In England, he met the crown prince of Norway who was the acting head of Norwegian services. There, Juul signed up to be in the Royal Norwegian Air Force.

Originally he wanted to be a pilot, but the training center was discontinued because it was close to the end of the war, so instead Juul began handling maps in the Norwegian Air Force.

Juul worked in an English military center near the channel between England and France and said at one point he oversaw a German prisoner of war camp.

In addition to being in the Air Force at the time, Juul was also going back to University of Oslo part time.

When Juul arrived in London, the city had been bombarded for years due to “The Blitz,” a German bombing offensive against Britain throuhgout 1940 to 1941.

“The city was in ruins but the people were still strong,” Juul said. 

As a result of the destruction, families were living in London’s Tube network underground and from there people would go to work, he said.

When Juul was in London, U.S. planes would fly over the city on the way to German-occupied territories to bomb.

“I still have the incredible feeling of joy,” Juul said. “All these planes were going to bomb my enemy and we are going to win.” 

Despite the strikes, Juul said he was still traumatized because only one third of the planes would come back.

“Many of these young soldiers, they were flying their first flight and their last,” he said. “This is traumatic but it’s true and they died for us and these were young boys from all over the country.” 

When the war ended, the U.S. government arranged for 500 students from the University of Oslo to come to the U.S. to study at different universities and colleges.

Juul said American universities offered scholarships because they knew the University of Oslo had been closed down for five years. Juul wanted to study English and was accepted for a scholarship to Western Michigan University where he went on to get a bachelor’s degree in psychology.

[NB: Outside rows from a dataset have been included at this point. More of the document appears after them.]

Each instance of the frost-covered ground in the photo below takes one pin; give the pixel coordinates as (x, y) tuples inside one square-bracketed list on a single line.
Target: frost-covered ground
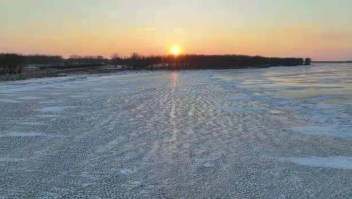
[(261, 133)]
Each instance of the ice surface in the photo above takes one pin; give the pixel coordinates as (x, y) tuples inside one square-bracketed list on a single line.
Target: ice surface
[(280, 132)]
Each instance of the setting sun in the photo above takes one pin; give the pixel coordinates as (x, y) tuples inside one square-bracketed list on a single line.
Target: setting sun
[(175, 50)]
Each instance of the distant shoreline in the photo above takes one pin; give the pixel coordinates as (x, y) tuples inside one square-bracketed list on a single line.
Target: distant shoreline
[(51, 72), (332, 62)]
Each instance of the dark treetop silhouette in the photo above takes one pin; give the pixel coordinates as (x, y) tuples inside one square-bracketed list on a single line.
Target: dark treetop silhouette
[(14, 63)]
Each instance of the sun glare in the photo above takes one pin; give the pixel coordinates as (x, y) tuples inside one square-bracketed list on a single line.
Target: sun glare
[(175, 50)]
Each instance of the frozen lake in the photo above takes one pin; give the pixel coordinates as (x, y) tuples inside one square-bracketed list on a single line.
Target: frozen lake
[(257, 133)]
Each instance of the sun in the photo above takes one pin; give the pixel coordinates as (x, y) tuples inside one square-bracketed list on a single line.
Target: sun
[(175, 50)]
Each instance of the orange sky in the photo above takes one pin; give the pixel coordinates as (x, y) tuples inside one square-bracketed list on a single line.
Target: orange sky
[(306, 28)]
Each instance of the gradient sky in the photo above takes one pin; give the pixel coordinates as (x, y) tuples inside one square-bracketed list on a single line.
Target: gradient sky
[(321, 29)]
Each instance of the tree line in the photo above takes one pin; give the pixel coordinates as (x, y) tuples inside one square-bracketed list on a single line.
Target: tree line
[(14, 63), (136, 61)]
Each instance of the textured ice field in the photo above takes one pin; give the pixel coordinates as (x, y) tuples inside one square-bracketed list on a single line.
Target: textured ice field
[(259, 133)]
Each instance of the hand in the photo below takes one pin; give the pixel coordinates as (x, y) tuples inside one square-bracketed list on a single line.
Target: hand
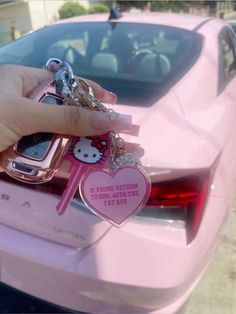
[(20, 116)]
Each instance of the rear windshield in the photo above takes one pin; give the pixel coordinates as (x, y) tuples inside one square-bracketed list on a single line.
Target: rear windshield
[(139, 62)]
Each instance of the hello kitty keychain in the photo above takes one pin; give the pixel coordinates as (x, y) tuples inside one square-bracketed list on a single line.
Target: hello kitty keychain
[(119, 190), (111, 181), (84, 152)]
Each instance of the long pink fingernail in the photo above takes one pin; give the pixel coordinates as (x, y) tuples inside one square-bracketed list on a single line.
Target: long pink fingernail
[(113, 120), (109, 97)]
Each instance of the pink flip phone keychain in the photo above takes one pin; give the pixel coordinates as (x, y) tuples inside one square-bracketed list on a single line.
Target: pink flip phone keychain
[(111, 181)]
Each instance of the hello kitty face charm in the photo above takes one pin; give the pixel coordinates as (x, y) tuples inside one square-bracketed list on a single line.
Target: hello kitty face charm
[(83, 153), (89, 150)]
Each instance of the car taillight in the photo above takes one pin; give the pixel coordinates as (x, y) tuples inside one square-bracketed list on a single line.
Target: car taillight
[(179, 200)]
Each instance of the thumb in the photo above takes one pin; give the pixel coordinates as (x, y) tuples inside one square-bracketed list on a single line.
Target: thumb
[(73, 120)]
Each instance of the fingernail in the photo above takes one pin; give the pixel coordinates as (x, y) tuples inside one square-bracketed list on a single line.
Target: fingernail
[(113, 120), (109, 97)]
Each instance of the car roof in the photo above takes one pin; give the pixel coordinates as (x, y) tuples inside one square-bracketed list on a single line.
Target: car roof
[(180, 20)]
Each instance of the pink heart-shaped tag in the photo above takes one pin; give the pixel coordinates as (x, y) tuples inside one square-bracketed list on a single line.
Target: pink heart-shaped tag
[(116, 196)]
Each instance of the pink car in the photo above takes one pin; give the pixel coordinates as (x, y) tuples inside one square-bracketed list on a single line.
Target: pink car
[(176, 75)]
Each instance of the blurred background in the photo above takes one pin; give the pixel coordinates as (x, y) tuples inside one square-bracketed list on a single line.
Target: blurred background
[(18, 17)]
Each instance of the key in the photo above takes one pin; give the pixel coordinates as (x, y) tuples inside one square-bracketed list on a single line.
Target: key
[(85, 152)]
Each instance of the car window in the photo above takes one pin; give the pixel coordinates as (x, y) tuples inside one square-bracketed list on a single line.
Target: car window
[(139, 62), (227, 57)]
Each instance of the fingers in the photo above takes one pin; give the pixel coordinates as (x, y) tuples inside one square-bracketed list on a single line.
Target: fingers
[(20, 80), (70, 120)]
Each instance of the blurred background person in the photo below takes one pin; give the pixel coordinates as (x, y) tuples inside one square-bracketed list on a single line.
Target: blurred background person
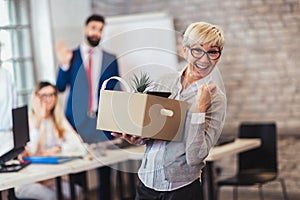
[(83, 71), (50, 135)]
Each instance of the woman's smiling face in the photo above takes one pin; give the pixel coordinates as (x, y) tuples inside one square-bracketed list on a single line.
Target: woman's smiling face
[(202, 58)]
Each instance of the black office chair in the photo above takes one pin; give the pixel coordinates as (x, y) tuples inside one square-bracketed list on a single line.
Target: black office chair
[(257, 166)]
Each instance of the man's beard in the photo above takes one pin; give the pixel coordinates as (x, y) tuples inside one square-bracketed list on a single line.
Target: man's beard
[(92, 42)]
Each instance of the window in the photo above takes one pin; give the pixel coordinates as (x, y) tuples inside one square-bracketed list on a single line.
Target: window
[(16, 46)]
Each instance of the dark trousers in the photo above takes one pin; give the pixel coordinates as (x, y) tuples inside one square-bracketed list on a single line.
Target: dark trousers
[(104, 186), (192, 191)]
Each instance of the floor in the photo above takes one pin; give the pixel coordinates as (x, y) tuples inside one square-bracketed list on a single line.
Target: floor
[(226, 194)]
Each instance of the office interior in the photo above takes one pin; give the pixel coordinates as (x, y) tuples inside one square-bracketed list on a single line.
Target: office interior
[(259, 65)]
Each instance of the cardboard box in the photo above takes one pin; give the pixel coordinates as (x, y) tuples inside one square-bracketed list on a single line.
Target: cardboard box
[(140, 114)]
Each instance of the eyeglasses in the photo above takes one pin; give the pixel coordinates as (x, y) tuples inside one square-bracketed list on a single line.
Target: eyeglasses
[(199, 53), (45, 96)]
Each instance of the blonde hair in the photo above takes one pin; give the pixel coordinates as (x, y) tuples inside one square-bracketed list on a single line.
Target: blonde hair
[(203, 32)]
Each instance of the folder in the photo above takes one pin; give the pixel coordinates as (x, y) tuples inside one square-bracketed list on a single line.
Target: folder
[(50, 159)]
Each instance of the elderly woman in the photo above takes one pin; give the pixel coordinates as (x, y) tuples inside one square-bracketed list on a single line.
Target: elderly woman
[(50, 134), (172, 170)]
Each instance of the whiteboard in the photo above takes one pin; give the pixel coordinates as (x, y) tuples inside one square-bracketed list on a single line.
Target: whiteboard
[(142, 43)]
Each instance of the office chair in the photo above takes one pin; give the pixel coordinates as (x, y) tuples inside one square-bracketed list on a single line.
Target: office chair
[(257, 166)]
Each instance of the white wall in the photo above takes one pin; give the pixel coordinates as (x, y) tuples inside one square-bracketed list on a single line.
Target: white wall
[(52, 21), (68, 18), (42, 40)]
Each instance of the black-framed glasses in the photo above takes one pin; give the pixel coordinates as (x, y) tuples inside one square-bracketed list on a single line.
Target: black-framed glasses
[(199, 53), (45, 96)]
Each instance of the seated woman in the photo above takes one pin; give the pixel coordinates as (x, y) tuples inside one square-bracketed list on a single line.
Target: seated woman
[(50, 134)]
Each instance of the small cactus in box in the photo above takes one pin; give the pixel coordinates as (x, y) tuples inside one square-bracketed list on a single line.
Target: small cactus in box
[(141, 83)]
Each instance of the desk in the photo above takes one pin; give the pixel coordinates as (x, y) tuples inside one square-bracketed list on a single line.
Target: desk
[(216, 153), (39, 172)]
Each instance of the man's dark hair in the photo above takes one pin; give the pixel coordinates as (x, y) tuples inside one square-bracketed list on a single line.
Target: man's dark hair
[(94, 17)]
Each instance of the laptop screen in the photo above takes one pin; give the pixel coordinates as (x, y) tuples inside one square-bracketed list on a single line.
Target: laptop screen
[(20, 126)]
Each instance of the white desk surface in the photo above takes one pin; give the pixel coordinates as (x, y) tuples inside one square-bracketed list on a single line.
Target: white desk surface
[(218, 152), (39, 172)]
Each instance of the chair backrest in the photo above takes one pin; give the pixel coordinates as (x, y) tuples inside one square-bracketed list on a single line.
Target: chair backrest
[(264, 158)]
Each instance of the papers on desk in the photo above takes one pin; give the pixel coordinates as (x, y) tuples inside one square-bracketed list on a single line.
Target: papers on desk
[(50, 159)]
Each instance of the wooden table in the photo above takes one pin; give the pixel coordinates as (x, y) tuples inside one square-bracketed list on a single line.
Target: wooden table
[(39, 172)]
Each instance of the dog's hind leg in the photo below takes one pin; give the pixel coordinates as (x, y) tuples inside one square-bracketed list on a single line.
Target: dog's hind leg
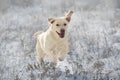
[(40, 53)]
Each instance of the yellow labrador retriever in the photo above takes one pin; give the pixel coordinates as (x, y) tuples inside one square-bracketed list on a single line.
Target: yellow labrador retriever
[(54, 42)]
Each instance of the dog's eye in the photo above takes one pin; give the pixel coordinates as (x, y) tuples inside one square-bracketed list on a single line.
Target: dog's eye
[(57, 24), (65, 24)]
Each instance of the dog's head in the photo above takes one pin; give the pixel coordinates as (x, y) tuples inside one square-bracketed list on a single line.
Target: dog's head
[(59, 25)]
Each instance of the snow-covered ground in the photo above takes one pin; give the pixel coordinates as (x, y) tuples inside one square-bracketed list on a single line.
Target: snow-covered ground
[(94, 36)]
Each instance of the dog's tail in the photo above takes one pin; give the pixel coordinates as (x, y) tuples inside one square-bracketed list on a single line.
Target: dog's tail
[(38, 33)]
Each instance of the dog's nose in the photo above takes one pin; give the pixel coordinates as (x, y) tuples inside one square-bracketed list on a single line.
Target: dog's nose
[(62, 30)]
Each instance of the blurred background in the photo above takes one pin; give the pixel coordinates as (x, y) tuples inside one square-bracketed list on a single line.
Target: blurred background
[(94, 36)]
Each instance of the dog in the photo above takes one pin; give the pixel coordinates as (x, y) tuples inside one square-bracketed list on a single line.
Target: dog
[(54, 42)]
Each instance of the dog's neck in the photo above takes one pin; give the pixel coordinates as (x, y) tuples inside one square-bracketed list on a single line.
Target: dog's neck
[(55, 36)]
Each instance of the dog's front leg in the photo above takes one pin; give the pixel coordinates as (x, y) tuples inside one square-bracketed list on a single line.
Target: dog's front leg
[(40, 53), (54, 57)]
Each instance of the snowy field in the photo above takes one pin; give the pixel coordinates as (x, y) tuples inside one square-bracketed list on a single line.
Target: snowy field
[(94, 36)]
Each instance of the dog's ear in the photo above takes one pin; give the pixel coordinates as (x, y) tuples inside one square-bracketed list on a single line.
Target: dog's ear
[(51, 20), (68, 16)]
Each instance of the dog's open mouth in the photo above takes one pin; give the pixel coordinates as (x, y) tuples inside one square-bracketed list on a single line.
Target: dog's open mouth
[(61, 35)]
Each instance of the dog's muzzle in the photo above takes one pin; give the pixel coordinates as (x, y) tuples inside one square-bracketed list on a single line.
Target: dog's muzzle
[(62, 33)]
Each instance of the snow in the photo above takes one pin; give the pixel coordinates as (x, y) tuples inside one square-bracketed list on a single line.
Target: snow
[(94, 36)]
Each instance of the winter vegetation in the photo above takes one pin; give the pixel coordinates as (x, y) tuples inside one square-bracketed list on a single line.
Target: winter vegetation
[(94, 36)]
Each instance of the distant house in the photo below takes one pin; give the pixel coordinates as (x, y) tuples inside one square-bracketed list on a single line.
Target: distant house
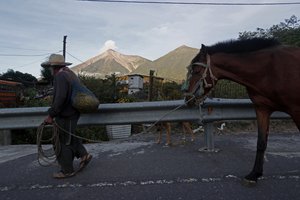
[(135, 82), (10, 93)]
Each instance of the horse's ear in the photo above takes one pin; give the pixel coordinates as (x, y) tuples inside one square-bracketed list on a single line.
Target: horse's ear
[(203, 49)]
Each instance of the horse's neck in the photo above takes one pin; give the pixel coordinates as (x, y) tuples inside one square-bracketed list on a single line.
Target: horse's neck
[(236, 69)]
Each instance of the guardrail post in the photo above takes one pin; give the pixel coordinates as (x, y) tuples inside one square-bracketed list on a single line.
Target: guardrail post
[(209, 138), (5, 137)]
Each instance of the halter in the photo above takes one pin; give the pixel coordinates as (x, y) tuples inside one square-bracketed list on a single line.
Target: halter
[(202, 80)]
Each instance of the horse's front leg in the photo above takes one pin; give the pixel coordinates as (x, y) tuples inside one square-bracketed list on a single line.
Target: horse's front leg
[(263, 120)]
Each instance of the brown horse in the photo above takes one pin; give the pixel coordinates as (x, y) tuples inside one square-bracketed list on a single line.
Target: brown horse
[(270, 71)]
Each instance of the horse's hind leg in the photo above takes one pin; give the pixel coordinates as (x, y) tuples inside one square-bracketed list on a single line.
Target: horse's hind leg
[(263, 118)]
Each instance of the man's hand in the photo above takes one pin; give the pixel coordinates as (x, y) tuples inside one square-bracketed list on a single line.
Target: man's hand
[(48, 120)]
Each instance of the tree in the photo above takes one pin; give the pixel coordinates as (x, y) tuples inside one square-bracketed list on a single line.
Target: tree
[(46, 74), (25, 78), (287, 32)]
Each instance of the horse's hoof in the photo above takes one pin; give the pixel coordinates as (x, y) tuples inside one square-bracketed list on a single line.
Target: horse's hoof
[(248, 183)]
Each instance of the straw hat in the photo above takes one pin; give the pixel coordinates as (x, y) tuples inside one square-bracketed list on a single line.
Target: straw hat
[(55, 60)]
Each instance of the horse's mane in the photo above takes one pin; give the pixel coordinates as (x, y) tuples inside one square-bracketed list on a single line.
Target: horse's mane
[(242, 46)]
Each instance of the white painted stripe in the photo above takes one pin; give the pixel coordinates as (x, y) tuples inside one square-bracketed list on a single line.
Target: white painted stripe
[(129, 183)]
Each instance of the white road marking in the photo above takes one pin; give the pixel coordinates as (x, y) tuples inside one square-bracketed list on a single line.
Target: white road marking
[(129, 183)]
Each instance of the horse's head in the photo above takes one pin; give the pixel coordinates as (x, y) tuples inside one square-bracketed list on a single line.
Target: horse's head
[(200, 79)]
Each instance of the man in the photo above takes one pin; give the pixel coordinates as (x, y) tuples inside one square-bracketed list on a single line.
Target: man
[(66, 118)]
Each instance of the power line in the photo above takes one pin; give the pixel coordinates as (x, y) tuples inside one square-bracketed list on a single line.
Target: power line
[(23, 55), (8, 47), (74, 57), (197, 3)]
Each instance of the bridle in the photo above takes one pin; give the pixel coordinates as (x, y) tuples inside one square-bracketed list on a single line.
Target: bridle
[(202, 82)]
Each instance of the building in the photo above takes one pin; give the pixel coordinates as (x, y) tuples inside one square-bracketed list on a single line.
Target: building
[(10, 93), (135, 83)]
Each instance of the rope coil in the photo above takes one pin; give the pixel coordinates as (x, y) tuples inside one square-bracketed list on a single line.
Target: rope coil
[(50, 159)]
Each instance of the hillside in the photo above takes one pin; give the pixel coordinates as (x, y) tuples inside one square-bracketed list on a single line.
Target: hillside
[(171, 66), (110, 62)]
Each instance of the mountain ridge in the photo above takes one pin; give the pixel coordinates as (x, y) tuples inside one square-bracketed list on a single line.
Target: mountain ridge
[(171, 66)]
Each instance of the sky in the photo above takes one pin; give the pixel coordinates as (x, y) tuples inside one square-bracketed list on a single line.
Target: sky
[(30, 30)]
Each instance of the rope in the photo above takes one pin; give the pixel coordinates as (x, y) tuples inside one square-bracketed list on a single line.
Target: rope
[(157, 121), (51, 159), (48, 159)]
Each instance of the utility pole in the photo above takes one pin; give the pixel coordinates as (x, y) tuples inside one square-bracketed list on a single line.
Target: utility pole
[(64, 46), (150, 93)]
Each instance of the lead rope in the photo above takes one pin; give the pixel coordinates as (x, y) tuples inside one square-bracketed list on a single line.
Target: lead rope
[(50, 159), (157, 121)]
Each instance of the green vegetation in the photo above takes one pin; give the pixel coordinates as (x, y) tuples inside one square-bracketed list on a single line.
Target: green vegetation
[(108, 90)]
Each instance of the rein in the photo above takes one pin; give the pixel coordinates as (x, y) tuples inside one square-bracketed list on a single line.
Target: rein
[(207, 73)]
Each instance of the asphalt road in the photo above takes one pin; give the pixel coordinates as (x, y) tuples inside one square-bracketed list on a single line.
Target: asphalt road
[(138, 168)]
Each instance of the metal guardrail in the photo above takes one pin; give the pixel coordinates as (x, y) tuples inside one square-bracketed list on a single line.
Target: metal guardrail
[(145, 112)]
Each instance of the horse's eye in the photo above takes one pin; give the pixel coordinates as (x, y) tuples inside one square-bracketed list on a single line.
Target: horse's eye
[(195, 70)]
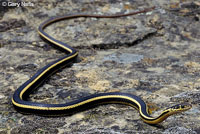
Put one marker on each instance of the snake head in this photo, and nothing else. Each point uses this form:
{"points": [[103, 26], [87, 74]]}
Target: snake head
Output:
{"points": [[179, 108]]}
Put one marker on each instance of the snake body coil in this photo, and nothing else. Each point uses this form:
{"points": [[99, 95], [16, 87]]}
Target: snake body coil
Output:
{"points": [[20, 96]]}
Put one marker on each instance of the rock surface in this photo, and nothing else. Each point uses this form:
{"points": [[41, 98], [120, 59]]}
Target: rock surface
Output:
{"points": [[154, 55]]}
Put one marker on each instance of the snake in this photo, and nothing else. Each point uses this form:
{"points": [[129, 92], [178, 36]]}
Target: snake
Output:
{"points": [[20, 97]]}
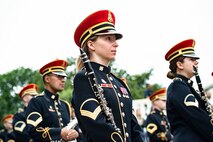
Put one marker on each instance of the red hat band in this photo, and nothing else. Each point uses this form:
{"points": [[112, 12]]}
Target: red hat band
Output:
{"points": [[184, 48], [159, 94], [98, 23], [95, 29], [31, 89], [56, 67], [8, 117]]}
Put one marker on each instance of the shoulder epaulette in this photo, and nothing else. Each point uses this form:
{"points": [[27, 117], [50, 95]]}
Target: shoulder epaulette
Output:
{"points": [[177, 79]]}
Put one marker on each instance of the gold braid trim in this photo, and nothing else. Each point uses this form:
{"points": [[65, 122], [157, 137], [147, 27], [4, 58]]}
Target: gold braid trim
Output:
{"points": [[45, 132], [162, 136]]}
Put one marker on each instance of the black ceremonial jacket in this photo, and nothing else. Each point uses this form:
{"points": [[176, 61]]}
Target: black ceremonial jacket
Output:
{"points": [[157, 127], [46, 115], [6, 136], [92, 120], [187, 113], [19, 127]]}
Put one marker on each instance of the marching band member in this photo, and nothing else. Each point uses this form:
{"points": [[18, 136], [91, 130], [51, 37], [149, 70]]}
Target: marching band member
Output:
{"points": [[19, 119], [47, 115], [186, 110], [102, 101], [157, 124], [7, 134]]}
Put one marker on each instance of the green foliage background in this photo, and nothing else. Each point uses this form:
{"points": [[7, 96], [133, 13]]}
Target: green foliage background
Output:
{"points": [[13, 81]]}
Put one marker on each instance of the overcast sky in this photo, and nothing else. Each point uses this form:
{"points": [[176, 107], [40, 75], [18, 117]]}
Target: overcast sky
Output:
{"points": [[35, 32]]}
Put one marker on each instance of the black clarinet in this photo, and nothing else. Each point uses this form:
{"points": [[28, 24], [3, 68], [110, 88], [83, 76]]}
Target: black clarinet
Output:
{"points": [[98, 90], [203, 96]]}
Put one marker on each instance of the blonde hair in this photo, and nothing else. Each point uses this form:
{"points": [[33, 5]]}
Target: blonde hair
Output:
{"points": [[79, 63]]}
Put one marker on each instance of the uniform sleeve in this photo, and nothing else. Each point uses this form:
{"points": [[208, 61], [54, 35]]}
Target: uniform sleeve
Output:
{"points": [[137, 132], [187, 107], [34, 122], [19, 128], [88, 111], [155, 130]]}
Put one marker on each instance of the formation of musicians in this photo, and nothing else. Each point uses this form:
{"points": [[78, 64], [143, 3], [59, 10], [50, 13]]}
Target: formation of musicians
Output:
{"points": [[101, 107]]}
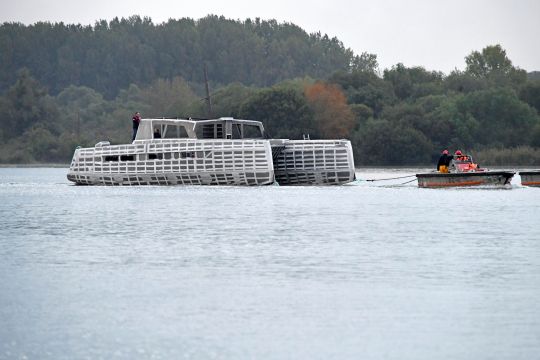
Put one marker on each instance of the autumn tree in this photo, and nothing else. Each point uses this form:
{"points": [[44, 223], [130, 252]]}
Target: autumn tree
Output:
{"points": [[333, 116]]}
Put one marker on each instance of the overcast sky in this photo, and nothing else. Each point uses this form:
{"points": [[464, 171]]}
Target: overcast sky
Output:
{"points": [[436, 34]]}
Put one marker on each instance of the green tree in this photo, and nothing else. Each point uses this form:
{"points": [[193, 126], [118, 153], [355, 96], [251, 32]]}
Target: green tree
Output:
{"points": [[284, 112]]}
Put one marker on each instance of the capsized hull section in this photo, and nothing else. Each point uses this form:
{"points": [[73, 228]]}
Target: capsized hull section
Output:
{"points": [[313, 162], [175, 162], [530, 178], [483, 178]]}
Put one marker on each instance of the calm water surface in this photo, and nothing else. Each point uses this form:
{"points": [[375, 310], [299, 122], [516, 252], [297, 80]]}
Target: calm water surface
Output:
{"points": [[367, 270]]}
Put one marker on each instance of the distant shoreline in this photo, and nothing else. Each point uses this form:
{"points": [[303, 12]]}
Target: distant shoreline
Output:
{"points": [[38, 165]]}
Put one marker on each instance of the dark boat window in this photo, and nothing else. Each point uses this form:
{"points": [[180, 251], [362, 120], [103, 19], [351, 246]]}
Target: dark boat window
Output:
{"points": [[236, 132], [155, 156], [111, 158], [208, 131], [252, 132], [219, 131], [175, 132]]}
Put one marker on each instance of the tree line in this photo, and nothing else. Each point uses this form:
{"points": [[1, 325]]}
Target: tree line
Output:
{"points": [[398, 116]]}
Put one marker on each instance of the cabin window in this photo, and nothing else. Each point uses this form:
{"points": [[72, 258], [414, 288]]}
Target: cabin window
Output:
{"points": [[219, 131], [175, 132], [155, 156], [110, 158], [252, 132], [210, 131], [236, 131]]}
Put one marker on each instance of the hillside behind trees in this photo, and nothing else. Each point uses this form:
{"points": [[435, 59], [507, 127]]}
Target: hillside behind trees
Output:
{"points": [[67, 85]]}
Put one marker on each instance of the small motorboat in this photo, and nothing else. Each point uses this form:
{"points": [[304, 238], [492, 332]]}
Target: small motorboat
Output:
{"points": [[464, 172], [530, 178]]}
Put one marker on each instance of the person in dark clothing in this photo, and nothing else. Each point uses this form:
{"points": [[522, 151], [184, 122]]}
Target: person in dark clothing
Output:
{"points": [[136, 121], [444, 162]]}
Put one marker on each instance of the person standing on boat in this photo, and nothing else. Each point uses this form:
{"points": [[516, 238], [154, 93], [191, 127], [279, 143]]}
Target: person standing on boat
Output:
{"points": [[444, 162], [136, 121]]}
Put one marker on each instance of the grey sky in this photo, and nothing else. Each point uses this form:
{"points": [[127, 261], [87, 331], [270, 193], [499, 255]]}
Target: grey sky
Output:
{"points": [[434, 34]]}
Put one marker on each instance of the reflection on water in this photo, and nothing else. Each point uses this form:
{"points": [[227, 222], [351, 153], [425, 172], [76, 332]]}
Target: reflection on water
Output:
{"points": [[369, 270]]}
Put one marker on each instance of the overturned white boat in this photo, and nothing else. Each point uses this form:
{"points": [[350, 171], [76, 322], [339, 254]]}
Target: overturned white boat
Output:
{"points": [[222, 151]]}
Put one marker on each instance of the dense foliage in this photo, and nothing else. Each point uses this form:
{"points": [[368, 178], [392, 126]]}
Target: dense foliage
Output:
{"points": [[68, 85], [110, 56]]}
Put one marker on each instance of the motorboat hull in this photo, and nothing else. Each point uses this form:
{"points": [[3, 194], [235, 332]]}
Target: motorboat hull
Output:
{"points": [[178, 162], [530, 178], [480, 178]]}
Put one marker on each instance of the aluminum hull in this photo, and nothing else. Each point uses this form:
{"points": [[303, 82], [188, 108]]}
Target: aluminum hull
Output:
{"points": [[313, 162], [481, 178], [175, 162], [530, 178]]}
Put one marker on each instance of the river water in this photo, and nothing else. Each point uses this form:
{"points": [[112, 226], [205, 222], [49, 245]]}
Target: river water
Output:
{"points": [[370, 270]]}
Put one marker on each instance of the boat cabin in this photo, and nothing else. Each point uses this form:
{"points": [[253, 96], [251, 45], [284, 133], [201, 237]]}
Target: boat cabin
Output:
{"points": [[222, 128]]}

He was still in the gymnasium when the teachers were sent to concentration camps and he took over teaching some of the lower grades – that’s when Juul decided he wanted to be an English teacher.

His goal was to study for one year in the U.S. and return to Norway to teach English. 

When Juul was awarded the scholarship, he had two weeks before the boats left.

Juul rushed down to Oslo to get the records necessary for him to go to Western Michigan. He said that process of getting the papers he needed for his visa and passport usually took weeks.

“I went to the police headquarters and, lo and behold, the man behind the counter I knew very well because he was [my] next door neighbor,” Juul said. “So [the process] took about 15 minutes instead of five months and that’s one of the remarkable things.”

Juul boarded a ship with about 400 to 500 Norwegian students and went to the United States.

“When I woke up, the ship was in the harbor in New York and there is the Statue of Liberty about 5 o’clock in the morning,” Juul said. 

In some of Juul’s first days in New York, he was put in charge of a section of a summer camp in Bear Mountain where he had 10 students.

“They were 12-year-olds and black… I had never seen a black child before,” Juul said. “I was supposed to be scared shitless but I was not – I thought they were darling.” 

Juul said he was subsequently invited to many lectures from many countries to talk about his experience and kindness with children.

After studying at Western Michigan University, he worked on his graduate work at Wayne State University in Detroit where he got a master’s degree in psychology, and then a Ph.D. in educational psychology.

He made his way to Carbondale after he was invited to work at SIU by a friend who was head of the special education department.

Juul accepted, and taught special education at SIU from 1970 to 1993. He has been living in Carbondale ever since.

“We are very happy here,” Juul said.